In Mon Oncle kan Tati’s alter ego, monsieur Hulot, de moderne wereld van Villa Arpel nog ontvluchten en zich terugtrekken in zijn eigen oude dorpswoninkje. In Playtime is vluchten onmogelijk geworden. In deze op La Defence geïnspireerde wereld van staal, glas en beton, zonder ook maar één enkele boom, baant monsieur Hulot zich struikelend een weg. Tussen spiegelende wanden, strakke ortogonale ruimten en niets verhullende raampartijen voelt monsieur Hulot zich een gevangene van zijn omgeving. Maar geleidelijk verandert deze omklemming en ontsnapt het individu aan het opgelegde keurslijf om uiteindelijk zijn oude ritme te hervinden. Tati’s boodschap is hiermee zowel fatalistisch als geruststellend.

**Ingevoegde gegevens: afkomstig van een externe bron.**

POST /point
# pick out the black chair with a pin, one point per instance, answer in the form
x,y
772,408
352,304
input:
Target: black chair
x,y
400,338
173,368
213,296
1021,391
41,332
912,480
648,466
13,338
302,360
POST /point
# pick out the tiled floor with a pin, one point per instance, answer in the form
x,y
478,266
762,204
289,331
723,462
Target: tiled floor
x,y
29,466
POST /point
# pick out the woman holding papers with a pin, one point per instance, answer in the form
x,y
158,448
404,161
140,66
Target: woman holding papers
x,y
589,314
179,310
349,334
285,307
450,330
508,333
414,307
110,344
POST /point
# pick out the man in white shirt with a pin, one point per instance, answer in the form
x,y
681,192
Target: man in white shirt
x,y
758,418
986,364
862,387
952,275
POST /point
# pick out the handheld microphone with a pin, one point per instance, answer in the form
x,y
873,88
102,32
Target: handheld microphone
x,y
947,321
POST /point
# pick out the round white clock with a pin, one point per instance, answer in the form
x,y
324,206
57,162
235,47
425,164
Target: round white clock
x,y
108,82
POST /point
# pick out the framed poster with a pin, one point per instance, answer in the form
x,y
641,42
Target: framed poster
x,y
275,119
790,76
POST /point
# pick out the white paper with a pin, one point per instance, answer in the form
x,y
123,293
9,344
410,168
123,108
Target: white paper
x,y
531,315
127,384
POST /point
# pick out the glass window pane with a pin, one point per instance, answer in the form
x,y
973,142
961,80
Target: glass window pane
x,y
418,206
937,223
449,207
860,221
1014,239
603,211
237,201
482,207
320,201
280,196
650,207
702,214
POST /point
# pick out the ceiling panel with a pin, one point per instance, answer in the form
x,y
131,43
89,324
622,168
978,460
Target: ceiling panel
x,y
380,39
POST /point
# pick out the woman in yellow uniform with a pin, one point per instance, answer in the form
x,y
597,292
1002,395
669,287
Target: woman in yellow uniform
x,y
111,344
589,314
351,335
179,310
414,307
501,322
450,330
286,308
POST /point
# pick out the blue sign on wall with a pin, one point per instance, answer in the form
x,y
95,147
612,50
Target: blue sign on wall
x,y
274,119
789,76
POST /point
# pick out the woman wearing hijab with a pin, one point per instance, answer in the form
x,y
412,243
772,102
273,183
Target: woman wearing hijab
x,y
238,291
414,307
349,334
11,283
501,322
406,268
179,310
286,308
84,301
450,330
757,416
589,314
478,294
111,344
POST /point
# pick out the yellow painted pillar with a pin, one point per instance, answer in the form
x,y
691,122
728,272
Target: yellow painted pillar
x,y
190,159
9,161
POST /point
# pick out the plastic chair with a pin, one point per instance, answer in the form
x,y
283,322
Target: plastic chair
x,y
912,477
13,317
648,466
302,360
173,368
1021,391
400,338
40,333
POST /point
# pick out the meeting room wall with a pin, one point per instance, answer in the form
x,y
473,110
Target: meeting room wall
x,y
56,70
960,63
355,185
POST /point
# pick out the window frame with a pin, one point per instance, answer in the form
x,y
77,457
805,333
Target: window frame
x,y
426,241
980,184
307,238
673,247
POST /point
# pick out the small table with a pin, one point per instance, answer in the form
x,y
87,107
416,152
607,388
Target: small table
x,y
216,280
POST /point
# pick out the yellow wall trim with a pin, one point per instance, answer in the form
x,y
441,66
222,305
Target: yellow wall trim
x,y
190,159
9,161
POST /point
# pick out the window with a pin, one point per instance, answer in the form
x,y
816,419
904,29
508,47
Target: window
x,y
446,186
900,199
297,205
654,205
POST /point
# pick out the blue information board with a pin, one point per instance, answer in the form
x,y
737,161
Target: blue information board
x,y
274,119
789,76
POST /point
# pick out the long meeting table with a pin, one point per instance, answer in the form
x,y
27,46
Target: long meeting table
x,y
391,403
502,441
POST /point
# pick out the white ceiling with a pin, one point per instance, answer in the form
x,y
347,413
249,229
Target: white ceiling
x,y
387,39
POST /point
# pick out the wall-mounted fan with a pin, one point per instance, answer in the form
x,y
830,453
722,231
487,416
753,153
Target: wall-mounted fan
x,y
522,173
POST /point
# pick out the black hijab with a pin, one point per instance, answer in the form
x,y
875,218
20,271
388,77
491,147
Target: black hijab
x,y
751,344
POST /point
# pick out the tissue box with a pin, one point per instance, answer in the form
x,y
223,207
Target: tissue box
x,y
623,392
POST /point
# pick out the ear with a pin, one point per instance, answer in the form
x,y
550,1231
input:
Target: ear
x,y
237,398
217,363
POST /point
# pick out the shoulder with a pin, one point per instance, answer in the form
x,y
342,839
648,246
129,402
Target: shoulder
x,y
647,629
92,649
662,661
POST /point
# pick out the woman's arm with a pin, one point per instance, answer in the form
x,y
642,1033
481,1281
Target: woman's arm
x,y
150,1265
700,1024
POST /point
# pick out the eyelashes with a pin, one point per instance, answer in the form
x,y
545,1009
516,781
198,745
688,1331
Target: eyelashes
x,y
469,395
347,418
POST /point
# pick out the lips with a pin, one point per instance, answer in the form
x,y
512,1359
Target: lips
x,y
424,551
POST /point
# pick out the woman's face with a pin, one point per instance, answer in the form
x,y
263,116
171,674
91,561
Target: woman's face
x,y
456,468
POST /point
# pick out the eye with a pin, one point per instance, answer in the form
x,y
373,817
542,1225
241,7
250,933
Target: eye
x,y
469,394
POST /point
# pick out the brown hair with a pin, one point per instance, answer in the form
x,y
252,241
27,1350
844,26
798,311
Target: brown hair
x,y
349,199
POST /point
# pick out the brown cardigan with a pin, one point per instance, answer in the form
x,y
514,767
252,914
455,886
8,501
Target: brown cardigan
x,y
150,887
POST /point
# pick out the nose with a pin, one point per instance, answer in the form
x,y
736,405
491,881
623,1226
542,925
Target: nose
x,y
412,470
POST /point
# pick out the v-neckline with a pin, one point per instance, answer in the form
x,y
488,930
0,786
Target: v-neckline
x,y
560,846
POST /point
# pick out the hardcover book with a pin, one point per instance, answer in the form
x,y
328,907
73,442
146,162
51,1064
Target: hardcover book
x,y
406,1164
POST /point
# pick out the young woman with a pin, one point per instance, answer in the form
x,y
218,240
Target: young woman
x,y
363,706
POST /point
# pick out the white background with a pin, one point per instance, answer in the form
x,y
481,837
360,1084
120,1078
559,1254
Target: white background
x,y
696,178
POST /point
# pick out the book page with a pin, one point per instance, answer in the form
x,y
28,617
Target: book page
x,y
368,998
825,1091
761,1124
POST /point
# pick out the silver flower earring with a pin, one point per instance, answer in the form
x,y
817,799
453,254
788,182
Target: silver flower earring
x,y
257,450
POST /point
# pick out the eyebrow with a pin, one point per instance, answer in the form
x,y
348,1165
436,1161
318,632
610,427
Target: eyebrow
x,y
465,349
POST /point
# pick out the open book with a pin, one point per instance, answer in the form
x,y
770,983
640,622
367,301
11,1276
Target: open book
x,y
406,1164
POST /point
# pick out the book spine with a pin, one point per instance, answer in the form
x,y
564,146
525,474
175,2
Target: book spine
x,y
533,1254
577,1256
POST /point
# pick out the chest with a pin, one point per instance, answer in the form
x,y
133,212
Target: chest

Fatalistisch omdat de wereld nu eenmaal verandert en er weinig aan te doen valt, geruststellend omdat deze verandering uiteindelijk geen vat krijgt op het gewone dagelijkse leven.
Penz benadrukt dat Playtime geen eenvoudige film is. Het is een van de meest ruimtelijke films uit de filmgeschiedenis. Klassieke dramamiddelen als snelle camerawisselingen, close ups, dialogen en plots zijn afwezig. Als men gewend is aan Hollywoodcinema en MTV spots vergt Playtime een grote concentratie. Maar voor cinefielen én architecten is het een onuitputtelijke bron van inspiratie. Niet voor niets stelde Penz in zijn inleiding dat hij aan de filmwereld van Tati talloze themalezingen kon wijden.
Playtime werd uiteindelijk Tati’s zwanenzang. De dure film, waarvoor hij een geheel nieuwe stad bouwde, was geen groot succes en noopte hem enkele jaren later zijn filmrechten te verkopen. Maar zijn opkomen voor de gewone man die vermorzeld dreigt te worden in een hem opgelegde samenleving, is onverminderd actueel.